Mr. Ives earned a bachelor's degree in history at Thiel College in Greenville, Pa. He worked at Baltimore banks, the Venable law firm and Ciena. In 2001, he joined the state's Department of Budget and Management, which later split into the Department of Information Technology. He worked at the state office complex in Baltimore and later had an office in Annapolis.

"He had an innate curiosity about history and liked to see things done right," said his aunt, Cornelia M. "Corky" Ives of Reisterstown.


She said her nephew was widely read. "You should see his library," she said. "He became an expert on Colonial tanning methods and kept a bookshelf of tanning books. When word got out of his knowledge, he was called to speak and advise at historic sites. He immersed himself in the field and lived in his own world."

She said her nephew's devotion to history was hands-on. In 2004, he worked on a site near Old North Point Road, the Battle Acre Monument that commemorates events in the War of 1812. It is a 1-acre lot set aside in 1842 to memorialize the soldiers who fought and died in the Battle of North Point.

"When he became involved with the Battle Acre Monument, it had become overgrown and its iron fence was falling down. Chuck led a charge to restore the ironwork and get a new historic marker placed. When it was finished, it looked wonderful," said Ms. Ives, a retired Baltimore County Public Library branch manager.

From 2010 to 2012, he was president of the Society of the War of 1812 in the state of Maryland and at his death held the office of vice president general.


"He was an activist for history. He went out to schools and centers and spoke about the War of 1812 and genealogy," said Christos Christou Jr., president of the War of 1812 society who lives in Essex. "He was always helpful."

He was treasurer of the Journal of the War of 1812 and belonged to the Society of the Sons of the Revolution in the State of Maryland and the General Society of the War of 1812.

A re-enactor, he had a War of 1812 general's uniform.

Scott Sheads, a National Parks Service historian at Fort McHenry, said Mr. Ives spent several summers in the 1980s as a seasonal park ranger at the fort.

"He was a pleasure to work with and knew the story of the fort," Mr. Sheads said.

For the past 40 years, Mr. Ives was a member of the Society for the Preservation of Old Mills and was an active board member of the Union Mills Homestead Foundation in Carroll County. He chaired its curatorial committee.

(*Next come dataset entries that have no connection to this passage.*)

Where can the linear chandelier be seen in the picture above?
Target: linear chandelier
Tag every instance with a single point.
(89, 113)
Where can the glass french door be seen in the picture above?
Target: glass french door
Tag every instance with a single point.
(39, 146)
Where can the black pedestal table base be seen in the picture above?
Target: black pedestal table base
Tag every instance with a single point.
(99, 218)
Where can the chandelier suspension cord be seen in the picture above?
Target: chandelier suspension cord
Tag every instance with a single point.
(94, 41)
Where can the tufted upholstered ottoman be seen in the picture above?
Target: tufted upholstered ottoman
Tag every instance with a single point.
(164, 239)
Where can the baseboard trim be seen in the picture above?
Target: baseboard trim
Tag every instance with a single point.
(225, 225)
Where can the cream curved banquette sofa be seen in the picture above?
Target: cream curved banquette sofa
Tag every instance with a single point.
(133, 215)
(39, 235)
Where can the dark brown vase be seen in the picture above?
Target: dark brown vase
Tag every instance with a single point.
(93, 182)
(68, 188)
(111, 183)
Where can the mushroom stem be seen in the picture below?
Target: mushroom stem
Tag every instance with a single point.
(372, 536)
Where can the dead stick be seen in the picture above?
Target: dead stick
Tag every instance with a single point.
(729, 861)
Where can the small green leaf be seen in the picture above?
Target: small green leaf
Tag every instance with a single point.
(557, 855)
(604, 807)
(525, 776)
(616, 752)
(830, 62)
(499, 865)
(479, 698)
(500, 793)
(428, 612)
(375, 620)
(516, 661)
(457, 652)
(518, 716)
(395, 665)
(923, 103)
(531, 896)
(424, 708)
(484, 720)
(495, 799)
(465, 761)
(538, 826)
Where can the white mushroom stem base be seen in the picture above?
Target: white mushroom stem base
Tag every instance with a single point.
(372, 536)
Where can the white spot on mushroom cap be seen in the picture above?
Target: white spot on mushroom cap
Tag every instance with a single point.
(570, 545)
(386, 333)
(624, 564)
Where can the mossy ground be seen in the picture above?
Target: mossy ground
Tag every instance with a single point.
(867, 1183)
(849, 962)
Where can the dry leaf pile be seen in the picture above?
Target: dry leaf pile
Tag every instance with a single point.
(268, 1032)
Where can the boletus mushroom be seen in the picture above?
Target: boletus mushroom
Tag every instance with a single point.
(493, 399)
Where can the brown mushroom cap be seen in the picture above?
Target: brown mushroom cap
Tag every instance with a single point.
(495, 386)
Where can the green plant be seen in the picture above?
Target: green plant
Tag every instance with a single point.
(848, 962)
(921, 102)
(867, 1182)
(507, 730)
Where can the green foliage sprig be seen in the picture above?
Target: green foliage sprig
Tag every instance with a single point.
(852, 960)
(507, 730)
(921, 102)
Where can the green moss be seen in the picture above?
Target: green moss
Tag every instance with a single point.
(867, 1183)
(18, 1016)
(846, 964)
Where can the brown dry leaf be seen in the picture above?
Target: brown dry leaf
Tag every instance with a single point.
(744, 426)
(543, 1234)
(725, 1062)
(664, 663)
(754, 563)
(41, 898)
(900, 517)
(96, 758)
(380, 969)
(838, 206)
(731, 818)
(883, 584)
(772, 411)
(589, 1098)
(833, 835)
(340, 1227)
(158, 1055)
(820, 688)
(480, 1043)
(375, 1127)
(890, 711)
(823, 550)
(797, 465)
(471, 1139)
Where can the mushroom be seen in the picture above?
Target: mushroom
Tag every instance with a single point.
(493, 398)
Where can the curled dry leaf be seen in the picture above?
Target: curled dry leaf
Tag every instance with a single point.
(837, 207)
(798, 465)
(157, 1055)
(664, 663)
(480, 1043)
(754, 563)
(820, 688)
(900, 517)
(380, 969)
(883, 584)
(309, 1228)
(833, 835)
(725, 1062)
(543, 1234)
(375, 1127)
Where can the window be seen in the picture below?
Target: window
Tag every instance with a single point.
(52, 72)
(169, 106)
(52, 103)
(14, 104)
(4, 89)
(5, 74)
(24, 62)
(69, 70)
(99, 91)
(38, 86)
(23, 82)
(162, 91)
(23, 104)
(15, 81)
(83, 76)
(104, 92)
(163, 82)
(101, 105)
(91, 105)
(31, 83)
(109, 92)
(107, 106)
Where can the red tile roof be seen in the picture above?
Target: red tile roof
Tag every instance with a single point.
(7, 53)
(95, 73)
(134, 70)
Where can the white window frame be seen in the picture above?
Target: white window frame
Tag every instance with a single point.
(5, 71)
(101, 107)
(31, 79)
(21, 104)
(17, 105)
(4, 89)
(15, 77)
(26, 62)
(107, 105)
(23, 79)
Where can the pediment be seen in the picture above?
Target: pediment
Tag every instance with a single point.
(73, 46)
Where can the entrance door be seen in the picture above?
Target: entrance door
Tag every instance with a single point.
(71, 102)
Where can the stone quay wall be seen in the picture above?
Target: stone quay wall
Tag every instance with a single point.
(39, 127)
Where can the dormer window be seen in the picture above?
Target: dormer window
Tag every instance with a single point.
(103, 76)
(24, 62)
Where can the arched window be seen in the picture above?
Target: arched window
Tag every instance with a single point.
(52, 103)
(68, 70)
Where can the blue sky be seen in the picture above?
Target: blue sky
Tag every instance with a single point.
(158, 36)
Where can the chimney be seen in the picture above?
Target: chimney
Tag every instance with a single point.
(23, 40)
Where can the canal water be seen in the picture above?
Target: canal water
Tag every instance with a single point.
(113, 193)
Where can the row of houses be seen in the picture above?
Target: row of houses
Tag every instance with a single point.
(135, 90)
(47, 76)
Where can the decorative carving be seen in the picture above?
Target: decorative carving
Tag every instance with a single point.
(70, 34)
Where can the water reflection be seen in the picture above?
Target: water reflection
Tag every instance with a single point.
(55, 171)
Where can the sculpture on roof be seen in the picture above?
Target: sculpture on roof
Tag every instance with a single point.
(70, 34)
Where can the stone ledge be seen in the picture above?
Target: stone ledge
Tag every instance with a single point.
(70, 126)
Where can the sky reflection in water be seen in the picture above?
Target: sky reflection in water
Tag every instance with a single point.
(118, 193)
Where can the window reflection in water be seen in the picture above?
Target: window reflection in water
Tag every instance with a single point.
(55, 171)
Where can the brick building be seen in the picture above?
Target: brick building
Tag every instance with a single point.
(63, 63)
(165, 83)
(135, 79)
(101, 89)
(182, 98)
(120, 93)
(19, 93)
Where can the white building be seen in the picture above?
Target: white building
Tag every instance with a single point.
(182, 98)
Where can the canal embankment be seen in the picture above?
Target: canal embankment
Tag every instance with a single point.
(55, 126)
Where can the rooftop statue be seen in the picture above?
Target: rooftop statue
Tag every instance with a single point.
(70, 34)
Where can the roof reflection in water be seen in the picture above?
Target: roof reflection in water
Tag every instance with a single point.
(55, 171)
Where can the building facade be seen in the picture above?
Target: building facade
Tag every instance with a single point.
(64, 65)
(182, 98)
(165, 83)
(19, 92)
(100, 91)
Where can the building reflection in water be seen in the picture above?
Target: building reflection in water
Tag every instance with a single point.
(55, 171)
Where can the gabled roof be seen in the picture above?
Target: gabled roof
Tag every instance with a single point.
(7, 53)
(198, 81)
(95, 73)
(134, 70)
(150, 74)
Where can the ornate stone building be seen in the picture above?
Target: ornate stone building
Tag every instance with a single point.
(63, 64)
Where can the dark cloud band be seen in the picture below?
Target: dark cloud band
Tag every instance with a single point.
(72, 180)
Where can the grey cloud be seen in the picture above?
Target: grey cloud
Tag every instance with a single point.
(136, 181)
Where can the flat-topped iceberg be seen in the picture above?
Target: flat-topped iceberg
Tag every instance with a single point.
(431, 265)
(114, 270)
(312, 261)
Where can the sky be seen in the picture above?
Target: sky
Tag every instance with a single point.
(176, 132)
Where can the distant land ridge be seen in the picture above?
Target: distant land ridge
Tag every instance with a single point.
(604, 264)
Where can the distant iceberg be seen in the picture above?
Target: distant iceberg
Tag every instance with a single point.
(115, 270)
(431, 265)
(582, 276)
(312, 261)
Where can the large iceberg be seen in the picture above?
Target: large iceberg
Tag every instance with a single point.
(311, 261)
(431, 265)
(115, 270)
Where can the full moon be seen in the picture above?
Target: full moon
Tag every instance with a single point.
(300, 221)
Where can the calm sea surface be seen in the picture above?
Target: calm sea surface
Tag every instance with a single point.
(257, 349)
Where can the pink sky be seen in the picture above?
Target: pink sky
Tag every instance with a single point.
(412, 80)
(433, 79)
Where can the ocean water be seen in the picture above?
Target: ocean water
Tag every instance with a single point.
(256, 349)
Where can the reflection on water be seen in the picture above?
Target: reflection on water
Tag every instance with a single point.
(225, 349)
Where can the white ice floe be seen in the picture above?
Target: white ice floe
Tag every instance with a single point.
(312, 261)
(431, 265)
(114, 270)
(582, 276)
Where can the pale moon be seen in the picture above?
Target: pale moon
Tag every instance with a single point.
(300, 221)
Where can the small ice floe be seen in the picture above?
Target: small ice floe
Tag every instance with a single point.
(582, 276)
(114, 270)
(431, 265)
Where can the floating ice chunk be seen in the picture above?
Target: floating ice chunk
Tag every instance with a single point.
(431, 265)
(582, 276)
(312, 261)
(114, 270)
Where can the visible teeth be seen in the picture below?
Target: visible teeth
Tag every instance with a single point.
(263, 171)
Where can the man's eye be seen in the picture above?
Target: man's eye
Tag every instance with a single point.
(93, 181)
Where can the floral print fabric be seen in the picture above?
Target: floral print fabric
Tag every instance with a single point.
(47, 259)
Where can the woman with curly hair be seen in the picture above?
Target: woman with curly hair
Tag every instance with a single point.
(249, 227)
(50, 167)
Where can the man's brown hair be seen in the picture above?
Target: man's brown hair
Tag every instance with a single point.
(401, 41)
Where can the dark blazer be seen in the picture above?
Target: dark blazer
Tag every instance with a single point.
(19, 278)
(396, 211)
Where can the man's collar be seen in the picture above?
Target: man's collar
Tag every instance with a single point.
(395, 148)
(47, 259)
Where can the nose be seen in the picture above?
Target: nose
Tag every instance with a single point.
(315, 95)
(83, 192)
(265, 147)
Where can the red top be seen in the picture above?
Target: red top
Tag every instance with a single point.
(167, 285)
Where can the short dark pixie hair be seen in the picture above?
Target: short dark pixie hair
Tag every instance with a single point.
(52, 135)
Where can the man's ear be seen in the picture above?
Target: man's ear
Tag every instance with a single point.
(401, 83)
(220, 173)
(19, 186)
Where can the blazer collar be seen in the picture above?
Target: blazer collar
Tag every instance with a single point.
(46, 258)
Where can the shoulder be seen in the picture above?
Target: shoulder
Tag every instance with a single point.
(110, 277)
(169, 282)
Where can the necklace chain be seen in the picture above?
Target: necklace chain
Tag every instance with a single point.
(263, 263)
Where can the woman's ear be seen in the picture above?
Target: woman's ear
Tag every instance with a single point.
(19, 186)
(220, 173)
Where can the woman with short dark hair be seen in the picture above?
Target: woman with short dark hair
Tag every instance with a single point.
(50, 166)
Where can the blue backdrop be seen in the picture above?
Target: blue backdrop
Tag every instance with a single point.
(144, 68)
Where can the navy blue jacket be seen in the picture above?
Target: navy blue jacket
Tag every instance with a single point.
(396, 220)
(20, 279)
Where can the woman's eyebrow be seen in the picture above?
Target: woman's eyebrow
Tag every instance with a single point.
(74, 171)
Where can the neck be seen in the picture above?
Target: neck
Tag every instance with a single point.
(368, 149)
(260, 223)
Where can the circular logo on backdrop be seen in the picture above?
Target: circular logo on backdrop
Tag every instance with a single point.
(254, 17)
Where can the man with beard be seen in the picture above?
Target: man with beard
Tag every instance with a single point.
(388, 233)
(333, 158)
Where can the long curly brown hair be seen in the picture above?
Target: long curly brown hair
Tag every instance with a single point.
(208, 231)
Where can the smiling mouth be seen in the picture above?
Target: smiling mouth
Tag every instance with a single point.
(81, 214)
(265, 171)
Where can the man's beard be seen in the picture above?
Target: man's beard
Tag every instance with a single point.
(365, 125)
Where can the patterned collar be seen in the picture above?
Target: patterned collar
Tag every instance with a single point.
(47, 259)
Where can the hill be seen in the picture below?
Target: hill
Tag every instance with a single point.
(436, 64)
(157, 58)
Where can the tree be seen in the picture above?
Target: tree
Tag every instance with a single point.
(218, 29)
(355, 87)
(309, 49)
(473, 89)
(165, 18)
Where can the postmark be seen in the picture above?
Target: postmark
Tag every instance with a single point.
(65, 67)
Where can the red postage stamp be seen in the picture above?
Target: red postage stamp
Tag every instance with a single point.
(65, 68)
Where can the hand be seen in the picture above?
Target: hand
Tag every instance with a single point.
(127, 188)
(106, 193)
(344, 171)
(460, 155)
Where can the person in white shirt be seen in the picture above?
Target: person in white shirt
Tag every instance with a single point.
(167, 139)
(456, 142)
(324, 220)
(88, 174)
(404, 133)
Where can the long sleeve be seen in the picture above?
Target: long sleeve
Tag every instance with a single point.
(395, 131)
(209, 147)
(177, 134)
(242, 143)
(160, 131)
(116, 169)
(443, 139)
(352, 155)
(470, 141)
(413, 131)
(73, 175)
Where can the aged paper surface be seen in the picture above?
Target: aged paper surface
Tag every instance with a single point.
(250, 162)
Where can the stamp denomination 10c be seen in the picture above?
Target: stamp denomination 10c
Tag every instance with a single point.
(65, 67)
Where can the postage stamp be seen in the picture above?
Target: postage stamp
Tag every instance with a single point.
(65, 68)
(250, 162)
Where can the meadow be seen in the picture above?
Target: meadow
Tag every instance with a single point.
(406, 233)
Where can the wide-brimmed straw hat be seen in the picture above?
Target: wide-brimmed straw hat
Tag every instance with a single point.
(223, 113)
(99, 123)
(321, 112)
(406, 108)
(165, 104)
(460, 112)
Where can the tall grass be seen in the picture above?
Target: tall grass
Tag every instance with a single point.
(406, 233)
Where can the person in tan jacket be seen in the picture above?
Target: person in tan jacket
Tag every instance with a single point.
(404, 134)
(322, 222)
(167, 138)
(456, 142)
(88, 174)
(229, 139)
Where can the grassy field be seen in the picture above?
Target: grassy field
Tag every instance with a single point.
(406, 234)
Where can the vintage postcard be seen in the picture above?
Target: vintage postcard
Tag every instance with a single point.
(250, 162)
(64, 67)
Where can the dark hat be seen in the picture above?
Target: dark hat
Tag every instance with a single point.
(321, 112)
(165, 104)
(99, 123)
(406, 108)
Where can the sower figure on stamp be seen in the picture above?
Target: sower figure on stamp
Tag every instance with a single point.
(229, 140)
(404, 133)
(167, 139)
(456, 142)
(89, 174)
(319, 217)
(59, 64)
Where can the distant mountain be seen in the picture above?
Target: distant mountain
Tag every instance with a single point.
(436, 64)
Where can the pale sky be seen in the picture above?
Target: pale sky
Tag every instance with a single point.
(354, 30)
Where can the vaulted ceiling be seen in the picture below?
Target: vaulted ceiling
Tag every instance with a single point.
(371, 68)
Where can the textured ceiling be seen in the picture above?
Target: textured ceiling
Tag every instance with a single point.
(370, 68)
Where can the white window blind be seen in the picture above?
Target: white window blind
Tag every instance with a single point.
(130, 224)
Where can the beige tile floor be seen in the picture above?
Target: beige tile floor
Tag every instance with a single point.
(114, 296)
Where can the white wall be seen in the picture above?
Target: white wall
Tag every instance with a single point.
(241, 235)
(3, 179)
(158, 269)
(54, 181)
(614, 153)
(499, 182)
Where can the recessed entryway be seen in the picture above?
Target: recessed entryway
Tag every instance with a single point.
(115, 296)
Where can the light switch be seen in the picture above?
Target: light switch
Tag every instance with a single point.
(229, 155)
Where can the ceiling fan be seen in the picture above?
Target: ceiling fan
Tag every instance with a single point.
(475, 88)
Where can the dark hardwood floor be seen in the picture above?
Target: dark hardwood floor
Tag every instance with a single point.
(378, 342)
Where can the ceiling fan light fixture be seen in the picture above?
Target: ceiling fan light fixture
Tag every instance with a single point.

"He will be remembered for organizing and preserving a huge collection of artifacts that date to 1797," said Jane Sewell, the homestead's executive director. "He was invaluable to us. He was energetic, a one-man band. Whatever his objective, he'd jump in with both feet."

She said Mr. Ives was a "talented woodworker" who had an "amazing ability to reconstruct historic artifacts." She recalled that he made a working bellows for the homestead's blacksmith shop. "When he finished it, it was absolutely beautiful and remains in constant use," she said.

When a purple martin house was destroyed during a storm, Mr. Ives copied it faithfully. When needed, he also ran the homestead's grist mill for school groups and other visitors.

"He was of enormous value to Union Mills," Ms. Sewell said. "He worked such long hours, I'd sometimes say, 'Chuck, I am locking the front door, and you are going home, too.'"

Mr. Ives used his knowledge of information technology to record the homestead's collections. He prepared spreadsheets for inventories and insurance purposes.

"He brought our collections and their management into the 21st century," said Frank Shriver, a fellow board member who lives in Union Mills. "He pushed us to improve what had been largely unorganized family belongings."

James M. Shriver III, also a board member who lives in Union Mills, said Mr. Ives was the driving force behind a new publication of Civil War-era diaries related to the Shriver family and Union Mills.

"He was a good conversationalist, and was thorough and detailed in his use of original historic sources," Mr. Shriver said.

Mr. Ives enjoyed running and completed several marathons. He liked the outdoors and hiked. He was recognized last year for his 25 years of volunteer maintenance on the Appalachian Trail.

Services will be held at 11 a.m. Friday at the Mitchell-Wiedefeld Funeral Home, 6500 York Road in Rodgers Forge.

In addition to his aunt, survivors include his father, Paul Pomeroy Ives of Towson; a sister, Susan Ives Scott of Reisterstown; and two other aunts.